Except that often the driver does react and reduces the impact speed. Up here many sheep have been spared due to the vigilance of the driver.
Is your desired outcome for the train to slow down when there's an obstacle on the line, or for it to not slow down when there's an obstacle on the line? Because either can be done.
The sensor suites fitted to autonomous cars aim to tell the difference between an obstacle with which the vehicle may collide, and one merely moving parallel to its course. A similar setup could be fitted to a train. The detection range would need to be increased, but that's a solvable engineering problem. Real-time measurement of visibility and railhead conditions would allow for speed to be moderated to a safe level in a similar way to a human driver.
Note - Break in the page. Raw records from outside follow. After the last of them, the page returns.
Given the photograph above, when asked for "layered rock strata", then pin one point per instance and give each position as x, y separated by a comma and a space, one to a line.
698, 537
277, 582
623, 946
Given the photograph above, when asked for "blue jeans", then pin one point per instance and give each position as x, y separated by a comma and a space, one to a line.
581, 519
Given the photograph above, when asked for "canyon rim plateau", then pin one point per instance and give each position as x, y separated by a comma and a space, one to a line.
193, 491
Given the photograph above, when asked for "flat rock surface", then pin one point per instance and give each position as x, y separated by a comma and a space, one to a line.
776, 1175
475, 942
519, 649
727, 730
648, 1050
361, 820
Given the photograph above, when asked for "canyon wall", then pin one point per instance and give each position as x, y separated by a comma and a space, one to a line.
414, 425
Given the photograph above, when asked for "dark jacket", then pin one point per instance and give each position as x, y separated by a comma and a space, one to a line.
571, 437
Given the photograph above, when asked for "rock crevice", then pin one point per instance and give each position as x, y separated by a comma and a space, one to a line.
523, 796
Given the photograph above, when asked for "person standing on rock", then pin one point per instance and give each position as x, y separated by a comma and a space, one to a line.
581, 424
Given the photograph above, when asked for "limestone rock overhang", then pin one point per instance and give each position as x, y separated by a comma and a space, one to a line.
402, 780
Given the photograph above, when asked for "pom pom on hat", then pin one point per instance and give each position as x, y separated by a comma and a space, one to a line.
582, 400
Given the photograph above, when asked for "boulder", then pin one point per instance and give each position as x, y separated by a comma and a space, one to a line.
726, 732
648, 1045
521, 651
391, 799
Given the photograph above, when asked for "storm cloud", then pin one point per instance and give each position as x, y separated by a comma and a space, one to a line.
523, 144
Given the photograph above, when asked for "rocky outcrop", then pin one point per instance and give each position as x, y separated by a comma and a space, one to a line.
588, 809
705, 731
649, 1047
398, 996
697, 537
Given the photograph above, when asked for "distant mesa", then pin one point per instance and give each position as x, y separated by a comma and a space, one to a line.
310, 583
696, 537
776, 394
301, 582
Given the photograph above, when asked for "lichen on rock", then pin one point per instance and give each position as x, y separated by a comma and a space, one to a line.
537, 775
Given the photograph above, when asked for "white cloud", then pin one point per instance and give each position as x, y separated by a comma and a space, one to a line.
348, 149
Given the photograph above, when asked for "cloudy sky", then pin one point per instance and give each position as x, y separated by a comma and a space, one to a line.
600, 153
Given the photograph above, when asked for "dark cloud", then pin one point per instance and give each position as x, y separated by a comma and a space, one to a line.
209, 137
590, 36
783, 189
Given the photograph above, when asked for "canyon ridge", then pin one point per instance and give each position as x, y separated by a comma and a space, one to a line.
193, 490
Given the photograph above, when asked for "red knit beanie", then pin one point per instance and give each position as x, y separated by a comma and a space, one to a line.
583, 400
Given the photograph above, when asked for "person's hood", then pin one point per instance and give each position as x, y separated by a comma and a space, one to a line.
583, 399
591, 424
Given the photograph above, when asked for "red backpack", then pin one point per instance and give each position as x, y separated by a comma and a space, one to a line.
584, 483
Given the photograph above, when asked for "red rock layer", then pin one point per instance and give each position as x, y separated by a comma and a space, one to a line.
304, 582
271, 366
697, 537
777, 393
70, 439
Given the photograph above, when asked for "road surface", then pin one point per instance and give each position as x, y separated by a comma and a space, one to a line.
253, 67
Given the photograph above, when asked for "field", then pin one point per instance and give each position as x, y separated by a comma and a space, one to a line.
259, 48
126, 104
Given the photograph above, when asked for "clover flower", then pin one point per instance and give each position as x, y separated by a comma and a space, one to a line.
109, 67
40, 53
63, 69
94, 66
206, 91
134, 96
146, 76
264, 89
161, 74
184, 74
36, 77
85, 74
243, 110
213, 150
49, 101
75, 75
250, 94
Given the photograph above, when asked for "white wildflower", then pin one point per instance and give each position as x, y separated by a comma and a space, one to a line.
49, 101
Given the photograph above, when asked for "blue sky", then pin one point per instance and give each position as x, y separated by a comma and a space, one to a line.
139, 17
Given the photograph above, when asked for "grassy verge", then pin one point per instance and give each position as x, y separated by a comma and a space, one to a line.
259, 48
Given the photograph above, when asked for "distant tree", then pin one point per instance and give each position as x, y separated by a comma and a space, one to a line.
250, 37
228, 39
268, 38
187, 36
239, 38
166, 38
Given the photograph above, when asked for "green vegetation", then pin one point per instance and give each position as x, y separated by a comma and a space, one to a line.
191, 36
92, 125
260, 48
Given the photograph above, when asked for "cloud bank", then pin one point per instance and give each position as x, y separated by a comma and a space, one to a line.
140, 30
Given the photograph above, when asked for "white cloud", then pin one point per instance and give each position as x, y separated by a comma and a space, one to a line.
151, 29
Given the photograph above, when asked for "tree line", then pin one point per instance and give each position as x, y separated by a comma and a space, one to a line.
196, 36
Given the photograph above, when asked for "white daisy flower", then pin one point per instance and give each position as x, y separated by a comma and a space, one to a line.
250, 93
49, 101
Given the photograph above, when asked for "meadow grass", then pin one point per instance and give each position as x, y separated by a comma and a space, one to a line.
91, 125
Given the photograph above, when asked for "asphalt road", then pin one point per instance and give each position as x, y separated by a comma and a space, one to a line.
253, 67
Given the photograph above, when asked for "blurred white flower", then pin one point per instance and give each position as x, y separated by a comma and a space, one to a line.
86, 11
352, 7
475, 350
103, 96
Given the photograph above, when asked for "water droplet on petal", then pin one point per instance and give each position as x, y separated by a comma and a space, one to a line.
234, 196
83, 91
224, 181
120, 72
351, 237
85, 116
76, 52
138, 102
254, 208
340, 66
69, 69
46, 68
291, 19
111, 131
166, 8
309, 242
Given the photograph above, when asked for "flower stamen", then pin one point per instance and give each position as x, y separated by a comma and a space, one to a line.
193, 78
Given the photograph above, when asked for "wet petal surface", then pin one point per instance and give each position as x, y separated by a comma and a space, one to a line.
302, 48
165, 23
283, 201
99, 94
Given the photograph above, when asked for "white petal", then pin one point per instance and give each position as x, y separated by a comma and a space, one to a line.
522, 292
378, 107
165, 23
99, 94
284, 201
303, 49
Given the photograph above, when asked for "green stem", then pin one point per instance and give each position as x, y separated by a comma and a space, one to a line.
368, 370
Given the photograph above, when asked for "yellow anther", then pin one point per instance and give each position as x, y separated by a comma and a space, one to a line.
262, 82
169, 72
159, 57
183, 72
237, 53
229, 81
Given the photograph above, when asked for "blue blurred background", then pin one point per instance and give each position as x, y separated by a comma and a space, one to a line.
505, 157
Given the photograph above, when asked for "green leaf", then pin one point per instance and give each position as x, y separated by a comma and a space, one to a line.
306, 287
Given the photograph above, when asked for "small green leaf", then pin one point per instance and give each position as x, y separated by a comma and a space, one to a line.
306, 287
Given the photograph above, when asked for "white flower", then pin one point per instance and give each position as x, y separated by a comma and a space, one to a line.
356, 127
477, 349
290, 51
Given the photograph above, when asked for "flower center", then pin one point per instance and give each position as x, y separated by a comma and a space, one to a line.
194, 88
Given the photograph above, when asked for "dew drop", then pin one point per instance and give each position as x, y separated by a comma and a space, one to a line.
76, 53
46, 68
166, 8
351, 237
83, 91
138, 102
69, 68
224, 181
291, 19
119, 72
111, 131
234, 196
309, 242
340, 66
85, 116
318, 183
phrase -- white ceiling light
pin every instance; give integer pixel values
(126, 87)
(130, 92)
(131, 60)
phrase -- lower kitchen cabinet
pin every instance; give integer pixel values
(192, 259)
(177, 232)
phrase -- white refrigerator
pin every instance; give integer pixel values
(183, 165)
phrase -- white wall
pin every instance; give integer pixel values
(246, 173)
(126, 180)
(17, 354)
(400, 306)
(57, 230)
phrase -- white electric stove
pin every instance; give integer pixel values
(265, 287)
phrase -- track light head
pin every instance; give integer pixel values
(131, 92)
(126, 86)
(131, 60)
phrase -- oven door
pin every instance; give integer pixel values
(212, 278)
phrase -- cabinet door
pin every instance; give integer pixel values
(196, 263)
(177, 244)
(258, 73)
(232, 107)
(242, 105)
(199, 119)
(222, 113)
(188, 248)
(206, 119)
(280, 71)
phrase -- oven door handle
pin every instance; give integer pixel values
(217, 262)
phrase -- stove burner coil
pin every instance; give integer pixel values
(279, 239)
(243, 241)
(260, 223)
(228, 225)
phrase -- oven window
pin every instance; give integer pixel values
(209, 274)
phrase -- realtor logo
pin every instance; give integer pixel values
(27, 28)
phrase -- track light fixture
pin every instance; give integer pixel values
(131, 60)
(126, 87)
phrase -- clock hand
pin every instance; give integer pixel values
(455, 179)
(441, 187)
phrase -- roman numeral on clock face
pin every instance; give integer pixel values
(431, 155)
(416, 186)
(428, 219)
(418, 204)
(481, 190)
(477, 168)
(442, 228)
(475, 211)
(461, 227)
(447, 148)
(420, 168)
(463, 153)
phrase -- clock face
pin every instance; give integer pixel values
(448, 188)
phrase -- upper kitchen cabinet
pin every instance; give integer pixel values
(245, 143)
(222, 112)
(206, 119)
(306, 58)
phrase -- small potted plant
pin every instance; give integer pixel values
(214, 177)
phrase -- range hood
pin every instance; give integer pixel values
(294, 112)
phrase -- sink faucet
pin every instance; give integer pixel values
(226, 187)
Likewise, if an autonomous car can tell the difference between a red traffic light and a green traffic light, an autonomous train can tell the difference between a red signal and a green signal. It can even be programmed with the necessary route data to tell it where to look, which isn't possible for cars - and is limited only by the storage available. Semaphore signals might be more of an issue, I'll grant.
Yes, there are still significant problems with obstacle detection. That applies to both rail and road. Silicon Valley tech investors have decided they want to see a return on their money from road vehicles, and have the political influence to force acceptance despite the issues. There isn't so much money riding on autonomous rail vehicles, and rail unions are strong enough to resist the pressure of capital. For now.